While researching data warehousing, I noticed that it is quite hard to find a good definition for the relational normal forms commonly used in data modelling for operational databases. The 3rd normal form is widely used, and one of those things “you know when you see it”, but what is the actual definition? And what about all the other normal forms?
As usual, a very good source is wikipedia (including the linked pages defining each form).

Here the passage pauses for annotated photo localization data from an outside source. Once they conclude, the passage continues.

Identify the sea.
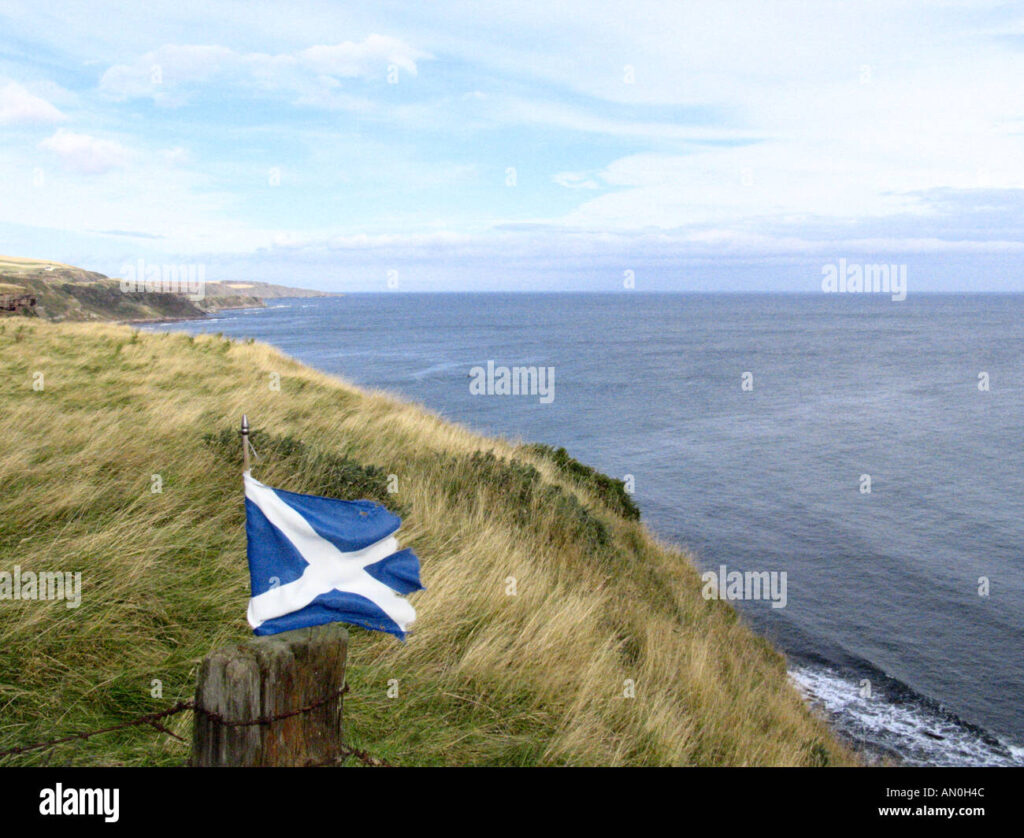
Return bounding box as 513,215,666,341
148,292,1024,766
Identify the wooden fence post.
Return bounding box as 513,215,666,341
191,623,348,766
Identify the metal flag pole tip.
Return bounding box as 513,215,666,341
240,414,250,475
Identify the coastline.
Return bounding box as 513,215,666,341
120,302,267,326
140,296,1024,768
0,318,854,766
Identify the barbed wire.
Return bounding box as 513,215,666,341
0,700,196,759
193,683,349,727
0,684,392,767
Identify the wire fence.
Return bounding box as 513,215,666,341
0,684,392,767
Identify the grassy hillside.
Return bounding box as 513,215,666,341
0,320,852,766
0,255,263,322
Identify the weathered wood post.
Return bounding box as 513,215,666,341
191,623,348,766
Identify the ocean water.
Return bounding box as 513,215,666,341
151,293,1024,765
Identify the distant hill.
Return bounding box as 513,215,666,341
202,279,334,300
0,255,334,323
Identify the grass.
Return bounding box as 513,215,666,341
0,320,853,766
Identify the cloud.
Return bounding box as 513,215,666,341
99,46,235,100
91,229,168,240
493,95,752,142
99,36,431,104
0,81,66,125
6,0,1024,286
553,171,600,189
39,129,131,174
255,224,1024,267
299,35,427,77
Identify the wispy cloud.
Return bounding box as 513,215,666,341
99,36,432,105
39,129,131,174
553,171,601,190
1,1,1024,289
0,81,65,125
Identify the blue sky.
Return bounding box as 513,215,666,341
2,1,1024,291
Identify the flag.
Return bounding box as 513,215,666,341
243,472,422,638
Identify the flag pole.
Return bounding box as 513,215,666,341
240,414,250,474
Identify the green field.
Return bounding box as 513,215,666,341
0,320,852,766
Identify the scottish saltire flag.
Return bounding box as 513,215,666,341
243,472,422,638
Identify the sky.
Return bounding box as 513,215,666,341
2,0,1024,291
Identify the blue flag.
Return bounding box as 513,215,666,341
244,472,422,638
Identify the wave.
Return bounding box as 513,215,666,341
410,360,464,380
790,664,1024,766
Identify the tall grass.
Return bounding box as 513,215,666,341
0,320,852,766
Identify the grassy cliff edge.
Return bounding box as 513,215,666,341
0,320,852,766
1,255,333,323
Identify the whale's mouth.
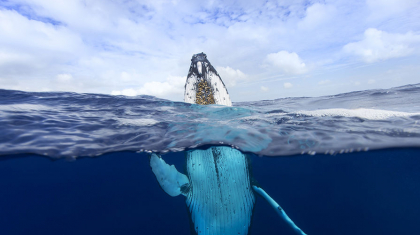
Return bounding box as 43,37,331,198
184,52,232,106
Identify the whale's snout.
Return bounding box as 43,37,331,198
191,52,207,63
184,52,232,106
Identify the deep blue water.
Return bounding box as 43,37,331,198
1,149,419,235
1,84,420,234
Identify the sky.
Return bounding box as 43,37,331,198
0,0,419,102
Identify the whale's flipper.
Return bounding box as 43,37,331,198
186,146,255,235
253,186,307,235
150,153,190,197
184,52,232,106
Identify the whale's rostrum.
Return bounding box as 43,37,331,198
184,52,232,106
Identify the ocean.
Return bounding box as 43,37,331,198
1,84,420,235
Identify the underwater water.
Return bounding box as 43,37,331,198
1,84,420,235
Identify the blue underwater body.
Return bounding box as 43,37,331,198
1,84,420,235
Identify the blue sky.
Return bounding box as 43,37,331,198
0,0,419,101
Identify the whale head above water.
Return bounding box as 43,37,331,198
184,52,232,106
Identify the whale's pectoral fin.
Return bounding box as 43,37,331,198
252,185,307,235
150,153,190,197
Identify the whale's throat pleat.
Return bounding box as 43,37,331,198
186,147,255,235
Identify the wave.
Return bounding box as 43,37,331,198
0,84,420,158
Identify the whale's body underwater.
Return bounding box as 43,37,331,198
150,53,306,235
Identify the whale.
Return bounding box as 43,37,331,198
150,53,307,235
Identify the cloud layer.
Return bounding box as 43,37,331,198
265,51,307,74
344,28,420,63
0,0,419,101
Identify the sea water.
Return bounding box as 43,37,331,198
0,84,420,235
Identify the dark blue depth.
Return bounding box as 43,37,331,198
0,148,419,235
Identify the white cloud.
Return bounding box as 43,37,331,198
298,3,336,30
56,74,72,82
343,28,420,63
0,51,32,65
318,80,331,85
0,1,419,100
368,79,376,84
367,0,419,20
111,88,137,96
138,77,183,97
215,66,247,87
0,9,84,59
260,86,269,92
111,76,186,98
120,72,132,82
265,51,307,74
283,82,293,89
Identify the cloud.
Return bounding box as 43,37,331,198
0,51,32,65
367,0,419,20
265,51,307,74
318,80,331,85
56,74,72,82
0,1,419,101
283,82,293,89
0,8,84,74
343,28,420,63
120,72,132,82
260,86,269,92
368,79,376,84
298,3,336,30
215,66,247,87
111,76,186,99
0,9,84,58
111,88,137,96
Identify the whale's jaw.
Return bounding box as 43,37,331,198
186,147,255,235
184,52,232,106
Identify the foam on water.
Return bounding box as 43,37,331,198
0,84,420,158
0,104,52,112
295,108,420,120
117,118,160,126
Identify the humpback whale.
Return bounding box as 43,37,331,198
150,53,307,235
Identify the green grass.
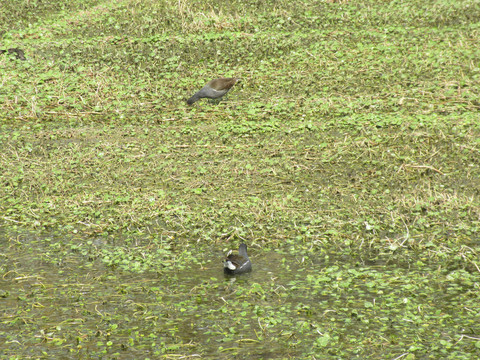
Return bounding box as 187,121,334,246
1,0,480,358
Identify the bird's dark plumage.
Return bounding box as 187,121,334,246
187,77,239,105
0,48,26,61
224,243,252,275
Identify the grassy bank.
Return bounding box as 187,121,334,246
1,0,480,358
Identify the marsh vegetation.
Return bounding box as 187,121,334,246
1,0,480,358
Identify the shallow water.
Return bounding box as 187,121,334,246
1,231,479,359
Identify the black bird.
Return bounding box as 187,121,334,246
224,243,252,275
0,48,26,61
187,77,239,105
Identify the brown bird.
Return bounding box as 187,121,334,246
187,77,239,105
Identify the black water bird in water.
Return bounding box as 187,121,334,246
224,243,252,275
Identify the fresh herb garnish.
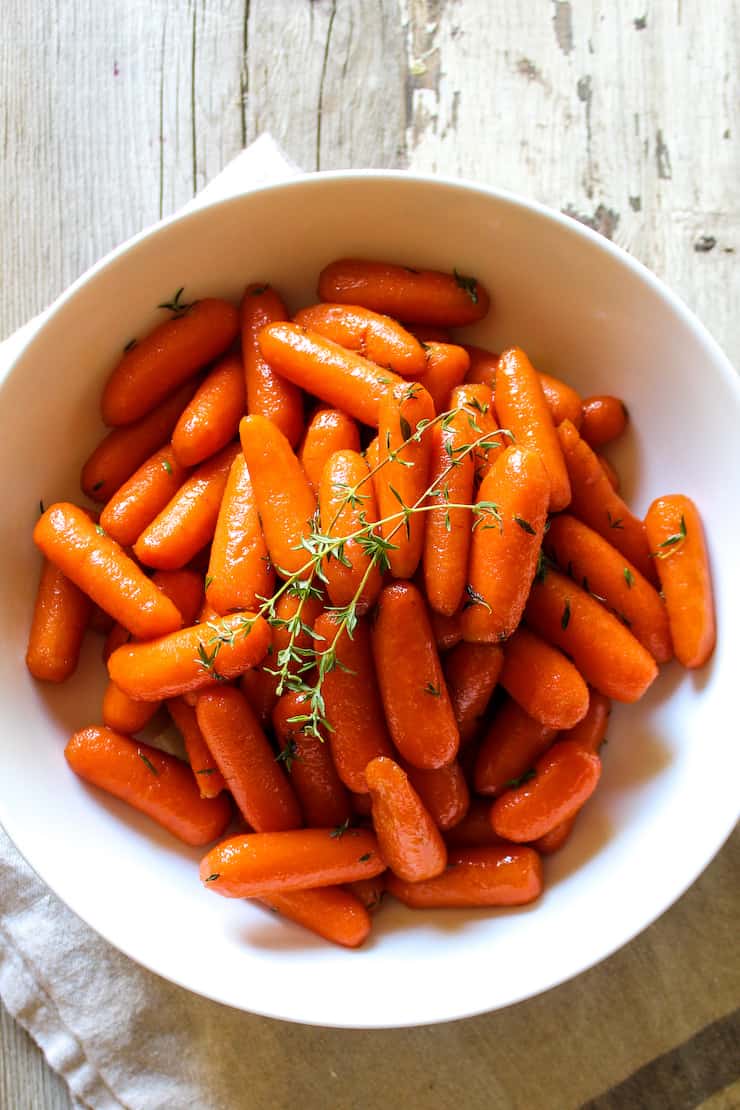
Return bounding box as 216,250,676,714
92,480,105,492
330,818,351,839
424,682,441,697
514,516,536,535
505,768,536,789
157,287,194,315
204,873,220,882
453,268,479,304
162,459,173,475
123,338,138,352
623,567,635,588
607,511,624,530
652,514,687,559
463,583,492,612
137,749,159,776
561,598,571,630
358,852,372,862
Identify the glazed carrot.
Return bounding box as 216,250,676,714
538,372,583,429
350,791,373,817
403,760,470,831
108,611,270,701
241,283,304,447
259,887,371,948
449,382,505,478
460,445,550,643
272,692,352,828
103,620,131,662
318,258,490,326
99,446,188,547
313,614,395,794
430,609,464,652
134,442,240,571
26,559,92,682
474,698,557,797
365,757,447,881
271,591,324,678
422,406,475,615
205,453,274,615
490,738,601,842
561,690,611,754
151,568,204,626
293,303,427,378
196,687,301,831
88,605,114,636
299,408,361,493
65,726,231,846
239,413,317,577
171,352,246,467
443,641,504,743
421,343,470,412
580,395,627,447
346,874,386,912
102,682,159,735
199,828,386,897
463,344,499,391
495,348,571,511
258,323,404,427
499,627,589,730
525,569,658,701
598,454,620,492
532,817,577,855
444,800,507,849
372,582,459,770
375,383,434,578
81,381,197,502
557,419,655,582
166,697,226,798
240,659,280,725
645,495,715,668
545,514,673,662
386,845,543,908
404,324,451,344
102,298,239,426
34,503,182,640
319,450,382,610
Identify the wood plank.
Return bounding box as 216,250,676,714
0,1003,71,1110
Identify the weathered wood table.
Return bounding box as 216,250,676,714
2,3,738,1107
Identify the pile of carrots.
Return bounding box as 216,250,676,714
27,257,715,949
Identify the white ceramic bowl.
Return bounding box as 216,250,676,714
2,173,738,1028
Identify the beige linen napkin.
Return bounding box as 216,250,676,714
1,136,738,1110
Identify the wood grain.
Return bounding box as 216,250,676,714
1,1,738,1107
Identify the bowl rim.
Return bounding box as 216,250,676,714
3,168,739,1027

However I personally find the “list of objectives” as quoted from Codd unhelpful:
- objective 1 which describes the “anomalies” that normal forms can resove is interesting, but not really helpful
- the other objectives (2, 3, 4) are debatable; eg are normal forms really more resistent to model changes, or easier to understand?
The Wikipedia pages which define each form are also very mathematical and academic.
There is an easier-to-read article from William Kent.
The remainder of this article is just my summary of Hillyer and Kent; I recommend that you read the original articles which are far better written than this one.
Goals of the Normal Form
I prefer this definition of the goals of normal forms:
- eliminating redundant data (avoiding having the same data in more than one table)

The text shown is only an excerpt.